O QUE É O CONSELHO TUTELAR
É um órgão permanente e autônomo, que não integra o Poder Judiciário,
encarregado pela sociedade de zelar pelo cumprimento dos direitos da
criança e do adolescente, definidos na Lei Federal 8.069 de 13 de julho de
1990, que entrou em vigor no dia 14 de outubro de l 990, que dispõe sobre
o Estatuto da Criança e do Adolescente.
Três são os Poderes da República: o Legislativo, o Judiciário e o
Executivo. A vida do Conselho Tutelar, para os efeitos de sua instalação
física, percepção de recursos públicos, prestação de contas, eventual
remuneração de conselheiros, publicações em Diário Oficial, tramitações
burocráticas como pagamento de aluguel de sua sede, despesa telefônica,
despesa de luz, encaminhamento de licença de conselheiros, etc., deve ser
controlada por um desses poderes. O Conselho Tutelar vincula-se ao Poder
Executivo, representado em sua esfera municipal pela Prefeitura. No âmbito
de suas decisões não se subordina a nenhum órgão. Se alguém se sentir
prejudicado por ação desse Conselho, recorre à Justiça da Infância e da
Juventude que, quando provocada, é competente para rever as decisões do
Conselho Tutelar. (ECA - art. 137)
DE QUANTOS CONSELHOS TUTELARES DEVE DISPOR O MUNÍCÍPIO
A norma geral federal, que é o ECA, diz que "haverá, no mínimo, um
Conselho Tutelar composto de cinco membros, escolhidos pela comunidade
local para mandato de três anos, permitida uma recondução". Logo, se for
da conveniência do Município, haverá tantos Conselhos Tutelares quantos
forem julgados necessários.
QUEM CRIA O CONSELHO TUTELAR
Trata-se de serviço público de interesse local (segundo arts. 227, par. 7º
e 204 C.F.) a ser criado em obediência a norma geral federal (art. 204,
I,C.F.) nos termos do parágrafo primeiro e do inciso XV do artigo 24 da
Constituição Federal, por lei municipal, conforme incisos V e II do artigo
30 da mesma Constituição.Ou seja, cumprindo a norma geral federal (O
Estatuto da Criança e do Adolescente), a lei municipal suplementa a
legislação federal, organizando um serviço público local que tem caráter
essencial no campo da proteção à infância e à juventude.

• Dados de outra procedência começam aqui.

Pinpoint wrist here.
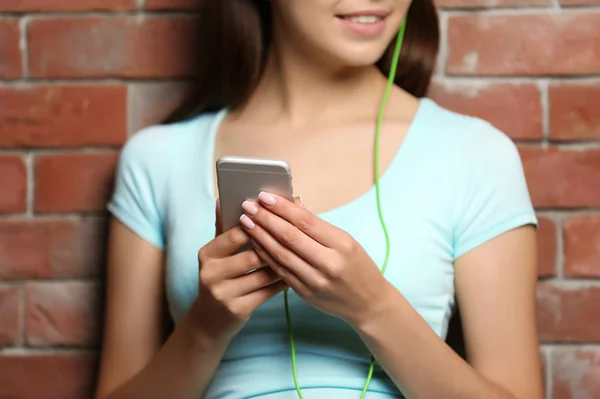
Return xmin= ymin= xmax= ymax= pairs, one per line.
xmin=181 ymin=302 xmax=229 ymax=352
xmin=350 ymin=280 xmax=404 ymax=335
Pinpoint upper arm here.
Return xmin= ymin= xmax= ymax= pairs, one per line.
xmin=455 ymin=226 xmax=543 ymax=399
xmin=97 ymin=127 xmax=169 ymax=397
xmin=453 ymin=124 xmax=542 ymax=399
xmin=97 ymin=218 xmax=166 ymax=398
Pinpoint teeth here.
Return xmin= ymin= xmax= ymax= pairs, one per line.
xmin=344 ymin=15 xmax=381 ymax=24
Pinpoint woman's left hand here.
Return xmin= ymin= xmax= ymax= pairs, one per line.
xmin=240 ymin=192 xmax=391 ymax=327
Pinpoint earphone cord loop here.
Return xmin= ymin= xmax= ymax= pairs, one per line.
xmin=283 ymin=20 xmax=406 ymax=399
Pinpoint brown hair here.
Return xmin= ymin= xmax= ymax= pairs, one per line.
xmin=164 ymin=0 xmax=440 ymax=123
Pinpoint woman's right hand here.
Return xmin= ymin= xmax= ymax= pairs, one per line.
xmin=194 ymin=201 xmax=288 ymax=344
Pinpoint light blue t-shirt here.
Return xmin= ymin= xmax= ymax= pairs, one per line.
xmin=108 ymin=98 xmax=537 ymax=399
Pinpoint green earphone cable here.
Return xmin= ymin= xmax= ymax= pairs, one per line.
xmin=283 ymin=21 xmax=406 ymax=399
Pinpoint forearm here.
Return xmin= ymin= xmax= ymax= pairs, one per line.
xmin=354 ymin=289 xmax=516 ymax=399
xmin=106 ymin=314 xmax=226 ymax=399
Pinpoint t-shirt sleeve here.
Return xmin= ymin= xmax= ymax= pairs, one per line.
xmin=453 ymin=123 xmax=537 ymax=259
xmin=107 ymin=128 xmax=165 ymax=249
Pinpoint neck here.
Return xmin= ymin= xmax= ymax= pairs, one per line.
xmin=234 ymin=32 xmax=386 ymax=129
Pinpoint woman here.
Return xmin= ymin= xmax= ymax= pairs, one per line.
xmin=97 ymin=0 xmax=542 ymax=399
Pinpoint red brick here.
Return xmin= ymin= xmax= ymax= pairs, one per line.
xmin=563 ymin=215 xmax=600 ymax=277
xmin=0 ymin=155 xmax=27 ymax=213
xmin=29 ymin=17 xmax=198 ymax=78
xmin=0 ymin=354 xmax=96 ymax=399
xmin=552 ymin=347 xmax=600 ymax=399
xmin=537 ymin=283 xmax=600 ymax=342
xmin=0 ymin=218 xmax=106 ymax=280
xmin=538 ymin=217 xmax=558 ymax=277
xmin=0 ymin=86 xmax=127 ymax=147
xmin=429 ymin=82 xmax=543 ymax=140
xmin=26 ymin=282 xmax=101 ymax=346
xmin=0 ymin=0 xmax=136 ymax=12
xmin=446 ymin=11 xmax=600 ymax=75
xmin=435 ymin=0 xmax=552 ymax=8
xmin=0 ymin=18 xmax=23 ymax=79
xmin=549 ymin=84 xmax=600 ymax=140
xmin=0 ymin=0 xmax=136 ymax=12
xmin=0 ymin=288 xmax=21 ymax=348
xmin=34 ymin=152 xmax=118 ymax=212
xmin=521 ymin=147 xmax=600 ymax=208
xmin=129 ymin=82 xmax=187 ymax=133
xmin=145 ymin=0 xmax=202 ymax=10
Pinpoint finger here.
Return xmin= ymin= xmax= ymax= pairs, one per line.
xmin=294 ymin=197 xmax=306 ymax=209
xmin=254 ymin=234 xmax=310 ymax=295
xmin=215 ymin=198 xmax=223 ymax=236
xmin=233 ymin=280 xmax=289 ymax=312
xmin=223 ymin=267 xmax=281 ymax=298
xmin=258 ymin=191 xmax=341 ymax=248
xmin=205 ymin=226 xmax=250 ymax=258
xmin=214 ymin=248 xmax=265 ymax=281
xmin=242 ymin=201 xmax=329 ymax=267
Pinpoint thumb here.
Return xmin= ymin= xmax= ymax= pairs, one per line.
xmin=215 ymin=198 xmax=223 ymax=236
xmin=294 ymin=197 xmax=306 ymax=209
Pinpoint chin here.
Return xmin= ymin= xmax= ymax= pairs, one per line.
xmin=326 ymin=46 xmax=387 ymax=68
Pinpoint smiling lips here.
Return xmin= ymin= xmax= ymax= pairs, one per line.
xmin=337 ymin=11 xmax=388 ymax=37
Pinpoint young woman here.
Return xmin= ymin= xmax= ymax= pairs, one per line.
xmin=97 ymin=0 xmax=542 ymax=399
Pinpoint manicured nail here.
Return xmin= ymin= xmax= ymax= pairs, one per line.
xmin=242 ymin=201 xmax=258 ymax=216
xmin=258 ymin=191 xmax=277 ymax=206
xmin=240 ymin=214 xmax=255 ymax=230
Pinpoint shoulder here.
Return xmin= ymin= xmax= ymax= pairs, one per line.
xmin=425 ymin=99 xmax=521 ymax=170
xmin=119 ymin=113 xmax=223 ymax=178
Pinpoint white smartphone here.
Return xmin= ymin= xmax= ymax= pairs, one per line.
xmin=216 ymin=156 xmax=294 ymax=238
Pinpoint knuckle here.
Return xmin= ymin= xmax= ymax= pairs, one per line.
xmin=244 ymin=249 xmax=261 ymax=267
xmin=227 ymin=303 xmax=250 ymax=320
xmin=198 ymin=267 xmax=212 ymax=286
xmin=315 ymin=277 xmax=331 ymax=292
xmin=226 ymin=227 xmax=248 ymax=247
xmin=281 ymin=226 xmax=300 ymax=245
xmin=325 ymin=263 xmax=342 ymax=280
xmin=210 ymin=286 xmax=227 ymax=303
xmin=298 ymin=218 xmax=314 ymax=232
xmin=273 ymin=250 xmax=288 ymax=265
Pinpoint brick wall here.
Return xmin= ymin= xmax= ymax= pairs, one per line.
xmin=0 ymin=0 xmax=600 ymax=399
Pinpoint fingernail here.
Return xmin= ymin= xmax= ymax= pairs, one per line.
xmin=258 ymin=191 xmax=277 ymax=206
xmin=242 ymin=201 xmax=258 ymax=216
xmin=240 ymin=214 xmax=255 ymax=230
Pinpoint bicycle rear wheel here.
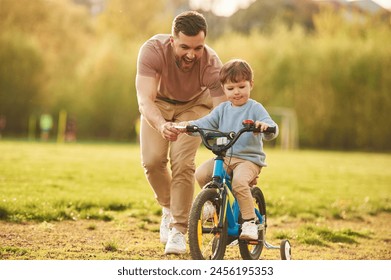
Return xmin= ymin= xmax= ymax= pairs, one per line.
xmin=239 ymin=187 xmax=266 ymax=260
xmin=188 ymin=189 xmax=228 ymax=260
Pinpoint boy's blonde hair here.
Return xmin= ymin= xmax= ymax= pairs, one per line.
xmin=220 ymin=59 xmax=254 ymax=85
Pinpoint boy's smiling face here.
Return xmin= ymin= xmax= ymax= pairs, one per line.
xmin=223 ymin=80 xmax=253 ymax=107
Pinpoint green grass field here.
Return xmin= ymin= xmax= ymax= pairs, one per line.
xmin=0 ymin=141 xmax=391 ymax=259
xmin=0 ymin=141 xmax=391 ymax=222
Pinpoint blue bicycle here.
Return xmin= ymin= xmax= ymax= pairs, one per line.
xmin=178 ymin=120 xmax=291 ymax=260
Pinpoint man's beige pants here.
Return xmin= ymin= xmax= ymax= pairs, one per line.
xmin=140 ymin=93 xmax=212 ymax=233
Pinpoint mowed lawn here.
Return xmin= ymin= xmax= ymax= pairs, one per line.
xmin=0 ymin=141 xmax=391 ymax=222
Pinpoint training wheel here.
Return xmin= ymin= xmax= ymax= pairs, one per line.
xmin=280 ymin=240 xmax=291 ymax=260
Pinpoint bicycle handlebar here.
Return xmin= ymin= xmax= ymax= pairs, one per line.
xmin=176 ymin=120 xmax=276 ymax=153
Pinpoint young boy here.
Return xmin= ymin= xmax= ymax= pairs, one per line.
xmin=181 ymin=59 xmax=278 ymax=240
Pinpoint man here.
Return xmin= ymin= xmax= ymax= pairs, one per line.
xmin=136 ymin=11 xmax=226 ymax=254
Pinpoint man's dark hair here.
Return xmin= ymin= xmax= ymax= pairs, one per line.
xmin=172 ymin=11 xmax=208 ymax=37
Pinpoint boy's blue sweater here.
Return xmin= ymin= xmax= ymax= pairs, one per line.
xmin=190 ymin=99 xmax=278 ymax=166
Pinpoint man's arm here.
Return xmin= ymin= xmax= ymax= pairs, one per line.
xmin=136 ymin=75 xmax=179 ymax=141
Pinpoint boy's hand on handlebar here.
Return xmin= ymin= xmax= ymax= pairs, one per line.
xmin=159 ymin=122 xmax=181 ymax=141
xmin=254 ymin=121 xmax=269 ymax=133
xmin=172 ymin=122 xmax=189 ymax=133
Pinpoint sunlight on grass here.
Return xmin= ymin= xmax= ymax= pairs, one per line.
xmin=0 ymin=141 xmax=391 ymax=222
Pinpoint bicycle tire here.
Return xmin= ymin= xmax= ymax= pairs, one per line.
xmin=188 ymin=188 xmax=228 ymax=260
xmin=239 ymin=187 xmax=266 ymax=260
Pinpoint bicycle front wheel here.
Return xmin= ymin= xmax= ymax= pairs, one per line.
xmin=188 ymin=189 xmax=228 ymax=260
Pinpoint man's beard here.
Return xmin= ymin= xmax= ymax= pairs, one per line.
xmin=175 ymin=56 xmax=197 ymax=72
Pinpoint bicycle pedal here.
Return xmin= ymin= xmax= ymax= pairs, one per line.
xmin=227 ymin=239 xmax=239 ymax=247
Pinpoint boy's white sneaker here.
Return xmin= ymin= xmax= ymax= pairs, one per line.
xmin=160 ymin=207 xmax=171 ymax=244
xmin=239 ymin=221 xmax=258 ymax=240
xmin=164 ymin=228 xmax=186 ymax=255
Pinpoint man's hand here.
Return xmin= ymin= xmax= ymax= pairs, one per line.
xmin=159 ymin=122 xmax=181 ymax=141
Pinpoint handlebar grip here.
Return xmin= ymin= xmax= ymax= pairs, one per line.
xmin=254 ymin=126 xmax=276 ymax=133
xmin=186 ymin=125 xmax=198 ymax=132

QUAIS AS ATRIBUIÇÕES DO CONSELHO TUTELAR
Devem os Conselheiros Tutelares regularmente eleitos e empossados:
1. Atender crianças e adolescentes e aplicar medidas de proteção.
2. Atender e aconselhar os pais ou responsável e aplicar medidas
pertinentes previstas no Estatuto da Criança e do Adolescente.

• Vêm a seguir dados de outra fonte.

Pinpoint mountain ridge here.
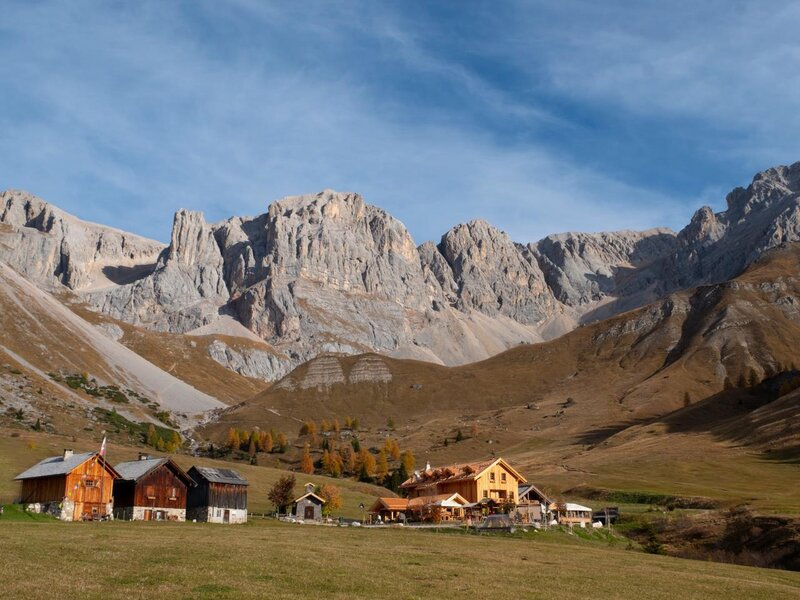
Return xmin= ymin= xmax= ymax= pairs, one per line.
xmin=0 ymin=163 xmax=800 ymax=380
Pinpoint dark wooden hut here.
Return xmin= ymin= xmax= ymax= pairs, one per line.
xmin=15 ymin=450 xmax=119 ymax=521
xmin=114 ymin=454 xmax=195 ymax=521
xmin=186 ymin=467 xmax=248 ymax=523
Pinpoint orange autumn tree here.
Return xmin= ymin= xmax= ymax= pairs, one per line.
xmin=300 ymin=443 xmax=314 ymax=475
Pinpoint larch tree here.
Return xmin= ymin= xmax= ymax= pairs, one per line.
xmin=277 ymin=432 xmax=289 ymax=454
xmin=228 ymin=427 xmax=240 ymax=450
xmin=375 ymin=450 xmax=389 ymax=483
xmin=319 ymin=483 xmax=342 ymax=517
xmin=389 ymin=440 xmax=400 ymax=460
xmin=300 ymin=444 xmax=314 ymax=475
xmin=400 ymin=450 xmax=416 ymax=475
xmin=267 ymin=475 xmax=296 ymax=514
xmin=358 ymin=448 xmax=376 ymax=481
xmin=261 ymin=431 xmax=275 ymax=452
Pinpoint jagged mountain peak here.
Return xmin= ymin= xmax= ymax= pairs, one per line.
xmin=0 ymin=163 xmax=800 ymax=377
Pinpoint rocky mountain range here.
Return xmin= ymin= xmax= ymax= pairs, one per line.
xmin=0 ymin=163 xmax=800 ymax=380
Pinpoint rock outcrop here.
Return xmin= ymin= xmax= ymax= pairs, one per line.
xmin=0 ymin=163 xmax=800 ymax=379
xmin=0 ymin=191 xmax=165 ymax=290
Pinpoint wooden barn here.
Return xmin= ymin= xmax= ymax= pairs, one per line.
xmin=114 ymin=454 xmax=195 ymax=521
xmin=186 ymin=467 xmax=248 ymax=523
xmin=15 ymin=450 xmax=119 ymax=521
xmin=516 ymin=483 xmax=553 ymax=523
xmin=293 ymin=483 xmax=325 ymax=521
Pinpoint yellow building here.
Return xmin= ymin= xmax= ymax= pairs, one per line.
xmin=400 ymin=458 xmax=527 ymax=504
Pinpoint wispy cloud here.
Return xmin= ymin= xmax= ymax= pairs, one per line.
xmin=0 ymin=0 xmax=800 ymax=246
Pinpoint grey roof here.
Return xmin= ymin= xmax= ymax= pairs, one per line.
xmin=192 ymin=467 xmax=249 ymax=485
xmin=114 ymin=458 xmax=167 ymax=481
xmin=14 ymin=452 xmax=106 ymax=479
xmin=517 ymin=483 xmax=551 ymax=503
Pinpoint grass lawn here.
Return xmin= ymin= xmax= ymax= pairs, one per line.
xmin=0 ymin=520 xmax=800 ymax=600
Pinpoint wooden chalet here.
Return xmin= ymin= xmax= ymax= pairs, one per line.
xmin=292 ymin=483 xmax=325 ymax=521
xmin=400 ymin=458 xmax=527 ymax=506
xmin=368 ymin=498 xmax=408 ymax=523
xmin=186 ymin=467 xmax=249 ymax=523
xmin=15 ymin=450 xmax=119 ymax=521
xmin=369 ymin=492 xmax=469 ymax=523
xmin=516 ymin=483 xmax=553 ymax=523
xmin=550 ymin=502 xmax=592 ymax=527
xmin=114 ymin=454 xmax=195 ymax=521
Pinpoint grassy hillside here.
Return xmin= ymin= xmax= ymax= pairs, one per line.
xmin=0 ymin=429 xmax=391 ymax=518
xmin=0 ymin=521 xmax=800 ymax=600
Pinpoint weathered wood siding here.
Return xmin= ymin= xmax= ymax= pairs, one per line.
xmin=20 ymin=475 xmax=67 ymax=504
xmin=114 ymin=463 xmax=187 ymax=518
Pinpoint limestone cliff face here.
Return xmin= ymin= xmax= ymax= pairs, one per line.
xmin=0 ymin=163 xmax=800 ymax=378
xmin=0 ymin=191 xmax=164 ymax=290
xmin=430 ymin=220 xmax=555 ymax=326
xmin=528 ymin=229 xmax=676 ymax=307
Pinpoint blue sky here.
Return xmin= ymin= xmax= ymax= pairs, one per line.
xmin=0 ymin=0 xmax=800 ymax=242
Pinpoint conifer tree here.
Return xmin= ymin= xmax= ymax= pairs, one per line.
xmin=267 ymin=475 xmax=296 ymax=514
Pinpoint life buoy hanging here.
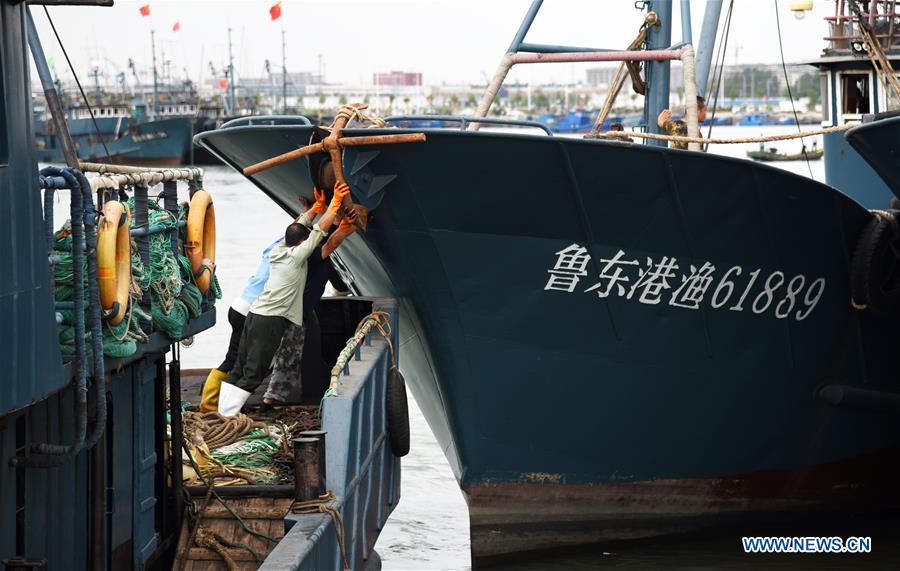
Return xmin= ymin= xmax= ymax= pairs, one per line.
xmin=97 ymin=200 xmax=131 ymax=325
xmin=184 ymin=190 xmax=216 ymax=293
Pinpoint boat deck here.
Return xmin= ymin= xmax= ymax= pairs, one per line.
xmin=176 ymin=497 xmax=293 ymax=571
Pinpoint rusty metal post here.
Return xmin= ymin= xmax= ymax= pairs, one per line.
xmin=291 ymin=438 xmax=324 ymax=501
xmin=297 ymin=430 xmax=328 ymax=495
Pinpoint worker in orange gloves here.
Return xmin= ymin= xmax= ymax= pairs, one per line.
xmin=200 ymin=188 xmax=327 ymax=412
xmin=260 ymin=206 xmax=357 ymax=410
xmin=219 ymin=183 xmax=350 ymax=416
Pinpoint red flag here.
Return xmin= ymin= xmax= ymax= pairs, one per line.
xmin=269 ymin=2 xmax=281 ymax=21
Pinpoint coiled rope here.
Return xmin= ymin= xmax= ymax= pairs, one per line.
xmin=291 ymin=490 xmax=350 ymax=571
xmin=331 ymin=105 xmax=387 ymax=129
xmin=319 ymin=311 xmax=396 ymax=402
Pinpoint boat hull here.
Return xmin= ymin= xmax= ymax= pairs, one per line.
xmin=465 ymin=449 xmax=900 ymax=564
xmin=200 ymin=119 xmax=900 ymax=561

3. Promover a execução de suas decisões, podendo requisitar serviços
públicos e entrar na Justiça quando alguém, injustificadamente, descumprir
suas decisões.
4. Levar ao conhecimento do Ministério Público fatos que o Estatuto tenha
como infração administrativa ou penal.
5. Encaminhar à Justiça os casos que a ela são pertinentes.
6. Tomar providências para que sejam cumpridas as medidas sócio-educativas
aplicadas pela Justiça a adolescentes infratores.
7. Expedir notificações em casos de sua competência.
8. Requisitar certidões de nascimento e de óbito de crianças e
adolescentes, quando necessário.
9. Assessorar o Poder Executivo local na elaboração da proposta orçamentar
para planos e programas de atendimento dos direitos da criança e do
adolescente.
10. Entrar na Justiça, em nome das pessoas e das famílias, para que estas
se defendam de programas de rádio e televisão que contrariem princípios
constitucionais bem como de propaganda de produtos, práticas e serviços
que possam ser nocivos à saúde e ao meio ambiente.
11. Levar ao Ministério Público casos que demandam ações judiciais de
perda ou suspensão do pátrio poder.
12. Fiscalizar as entidades governamentais e não-governamentais que
executem programas de proteção e sócio-educativos.